US added record amounts of small solar power in 2022

Tuesday, September 12, 2023

A recordbreaking amount of small-scale solar electric generating capacity was added to the U.S. grid in 2022, as the nation added more distributed solar than in any prior year according to federal energy data. 

The U.S. Energy Information Administration tracks the nation's portfolio of electric generation resources. EIA considers solar-power systems with one megawatt (MW) of capacity or less to be "small-scale solar", also called distributed solar or rooftop solar.

According to EIA, U.S. small-scale solar capacity has grown consistently year-over-year since the agency started tracking it in 2014. In the ensuing eight years, U.S. small-scale solar capacity grew from 7.3 gigawatts (GW) to reach 39.5 GW in 2022. 

About one-third of the total solar capacity in the U.S. now comes from small-scale systems. EIA reports that rooftop solar panels installed on homes make up the majority of the nation's small-scale solar capacity. Additional small-scale solar power systems are installed in commercial and industrial contexts.

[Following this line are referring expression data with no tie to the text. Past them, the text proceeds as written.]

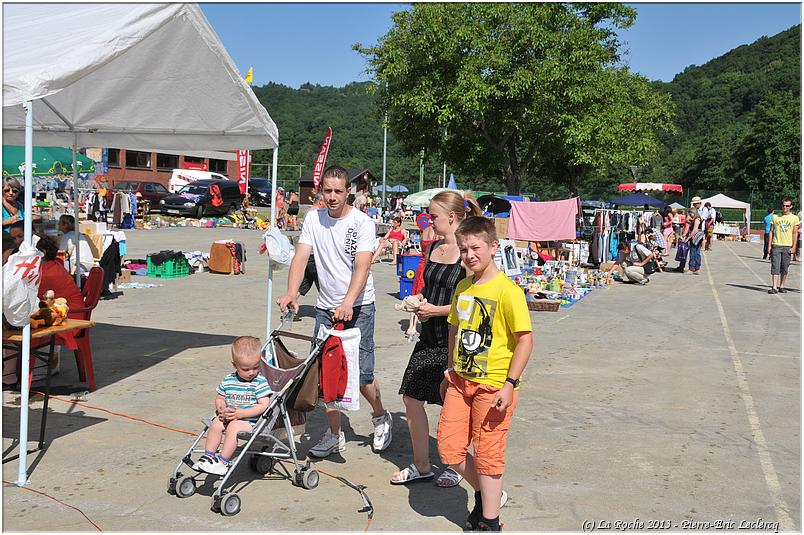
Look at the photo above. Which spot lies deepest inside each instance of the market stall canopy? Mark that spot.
(126, 75)
(651, 186)
(639, 199)
(422, 198)
(46, 161)
(494, 204)
(397, 188)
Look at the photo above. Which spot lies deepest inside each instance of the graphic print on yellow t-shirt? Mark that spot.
(487, 316)
(783, 229)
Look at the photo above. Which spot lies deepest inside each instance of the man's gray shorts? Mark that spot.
(780, 259)
(363, 319)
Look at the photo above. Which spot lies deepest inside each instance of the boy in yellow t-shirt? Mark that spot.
(489, 345)
(783, 242)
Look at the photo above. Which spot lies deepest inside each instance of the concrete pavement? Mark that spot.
(678, 401)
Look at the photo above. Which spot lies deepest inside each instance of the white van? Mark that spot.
(182, 177)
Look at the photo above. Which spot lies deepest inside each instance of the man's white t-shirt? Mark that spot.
(335, 243)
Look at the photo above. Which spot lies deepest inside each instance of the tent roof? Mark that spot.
(126, 75)
(638, 199)
(724, 201)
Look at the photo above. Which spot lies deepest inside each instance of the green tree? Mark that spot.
(768, 157)
(518, 88)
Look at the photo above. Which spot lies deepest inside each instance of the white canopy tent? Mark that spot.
(122, 75)
(724, 201)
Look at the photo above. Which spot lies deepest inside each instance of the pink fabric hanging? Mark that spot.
(543, 221)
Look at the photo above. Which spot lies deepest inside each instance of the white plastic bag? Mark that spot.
(21, 278)
(350, 339)
(280, 250)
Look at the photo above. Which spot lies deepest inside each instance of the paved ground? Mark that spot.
(673, 402)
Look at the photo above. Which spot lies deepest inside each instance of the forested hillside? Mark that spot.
(737, 118)
(303, 115)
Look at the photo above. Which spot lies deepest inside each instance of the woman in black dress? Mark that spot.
(425, 371)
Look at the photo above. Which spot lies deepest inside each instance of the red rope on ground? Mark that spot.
(136, 419)
(59, 501)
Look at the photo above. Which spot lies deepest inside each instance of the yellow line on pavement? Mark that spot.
(765, 461)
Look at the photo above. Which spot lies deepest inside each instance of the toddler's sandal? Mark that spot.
(411, 474)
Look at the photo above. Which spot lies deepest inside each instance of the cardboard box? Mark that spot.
(125, 276)
(92, 227)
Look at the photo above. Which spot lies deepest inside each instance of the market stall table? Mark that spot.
(12, 342)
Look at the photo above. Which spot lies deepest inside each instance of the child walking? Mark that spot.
(242, 398)
(490, 342)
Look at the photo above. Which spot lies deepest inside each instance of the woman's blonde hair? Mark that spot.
(463, 205)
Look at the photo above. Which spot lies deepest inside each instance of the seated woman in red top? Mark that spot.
(56, 278)
(396, 238)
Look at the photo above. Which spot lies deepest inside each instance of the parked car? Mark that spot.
(180, 177)
(259, 190)
(146, 190)
(196, 199)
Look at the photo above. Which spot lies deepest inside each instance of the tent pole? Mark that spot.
(76, 238)
(25, 388)
(270, 305)
(384, 154)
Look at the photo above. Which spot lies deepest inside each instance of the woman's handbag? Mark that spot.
(681, 251)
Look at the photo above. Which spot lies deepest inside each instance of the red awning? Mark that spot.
(651, 186)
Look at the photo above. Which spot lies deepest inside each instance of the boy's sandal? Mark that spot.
(411, 474)
(448, 478)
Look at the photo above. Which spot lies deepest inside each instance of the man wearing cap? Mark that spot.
(784, 232)
(693, 235)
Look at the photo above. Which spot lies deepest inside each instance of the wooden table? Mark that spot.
(12, 341)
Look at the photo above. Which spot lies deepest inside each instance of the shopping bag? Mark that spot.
(21, 277)
(280, 250)
(681, 251)
(350, 339)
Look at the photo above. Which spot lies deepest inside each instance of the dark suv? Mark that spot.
(196, 199)
(148, 191)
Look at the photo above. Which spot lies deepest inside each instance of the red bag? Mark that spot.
(334, 371)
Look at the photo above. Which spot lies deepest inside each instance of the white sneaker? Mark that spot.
(329, 443)
(382, 431)
(211, 465)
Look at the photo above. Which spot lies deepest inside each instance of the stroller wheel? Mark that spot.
(230, 504)
(310, 479)
(185, 487)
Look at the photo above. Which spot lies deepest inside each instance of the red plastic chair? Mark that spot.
(83, 355)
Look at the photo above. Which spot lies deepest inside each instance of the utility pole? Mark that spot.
(421, 170)
(384, 154)
(444, 175)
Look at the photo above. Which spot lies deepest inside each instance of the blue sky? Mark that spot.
(297, 43)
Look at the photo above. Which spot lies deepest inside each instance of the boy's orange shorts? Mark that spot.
(468, 418)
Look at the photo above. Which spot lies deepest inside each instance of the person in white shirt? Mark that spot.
(67, 244)
(708, 215)
(342, 240)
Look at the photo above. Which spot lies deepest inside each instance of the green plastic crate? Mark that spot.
(169, 269)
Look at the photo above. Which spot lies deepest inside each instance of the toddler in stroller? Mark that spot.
(242, 396)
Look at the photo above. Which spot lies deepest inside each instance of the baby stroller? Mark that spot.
(285, 384)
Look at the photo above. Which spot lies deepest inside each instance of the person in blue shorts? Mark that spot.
(242, 396)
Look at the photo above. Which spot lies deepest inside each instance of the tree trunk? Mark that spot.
(512, 180)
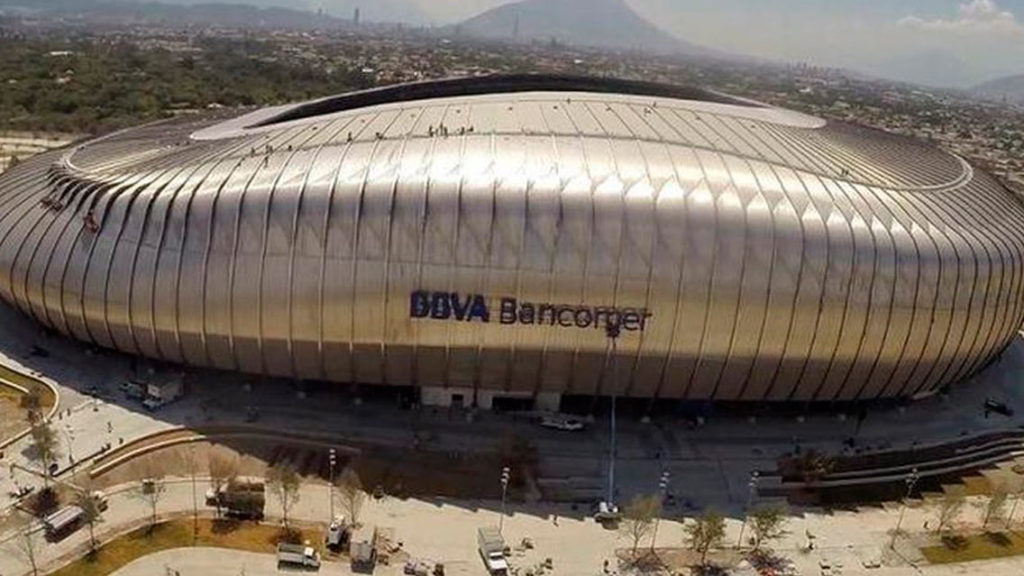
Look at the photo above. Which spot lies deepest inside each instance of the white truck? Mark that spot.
(363, 547)
(297, 554)
(159, 395)
(61, 523)
(492, 546)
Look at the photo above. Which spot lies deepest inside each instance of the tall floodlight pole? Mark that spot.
(506, 474)
(753, 487)
(333, 456)
(192, 470)
(663, 489)
(612, 332)
(910, 480)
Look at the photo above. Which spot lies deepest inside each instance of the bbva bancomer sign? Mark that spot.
(477, 307)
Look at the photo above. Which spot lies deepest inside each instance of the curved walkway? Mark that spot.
(213, 562)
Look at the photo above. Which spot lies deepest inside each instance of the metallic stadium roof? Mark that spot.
(771, 255)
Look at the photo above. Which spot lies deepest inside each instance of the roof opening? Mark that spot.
(495, 84)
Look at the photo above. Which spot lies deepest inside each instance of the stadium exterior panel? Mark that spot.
(520, 237)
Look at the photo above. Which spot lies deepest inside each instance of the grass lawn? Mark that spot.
(45, 394)
(977, 546)
(176, 534)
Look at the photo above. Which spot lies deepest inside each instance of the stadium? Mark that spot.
(525, 238)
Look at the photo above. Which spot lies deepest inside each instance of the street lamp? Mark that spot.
(333, 458)
(70, 436)
(612, 332)
(663, 489)
(505, 487)
(753, 490)
(910, 480)
(192, 470)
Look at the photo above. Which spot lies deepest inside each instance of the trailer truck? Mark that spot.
(492, 546)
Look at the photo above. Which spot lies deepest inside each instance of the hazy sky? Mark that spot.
(956, 42)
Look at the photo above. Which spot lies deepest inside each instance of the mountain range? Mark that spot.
(609, 24)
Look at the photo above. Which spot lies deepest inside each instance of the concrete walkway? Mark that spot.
(214, 562)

EIA attributes growth in small-scale solar capacity over the past decade to tax credits and incentives, public policy, and higher retail electricity prices, as well as falling solar panel costs. The federal tax code includes tax credits for investments in small-scale solar power and other forms of clean energy. The scope and value of these credits was enhanced by the enactment of the Inflation Reduction Act. 

In addition, many states offer state-level incentives for solar power production. Diversity among state levels of solar adoption isn't just about how sunny a place might be, as EIA posits that the levels of state incentives affect the degree to which solar projects are developed in each state. 

EIA also notes that while many states with the most small-scale solar capacity also have large populations (like California and New York), some smaller states like Hawaii, Rhode Island, Maine, and Vermont have high levels of market penetration on a watts-per-capita basis.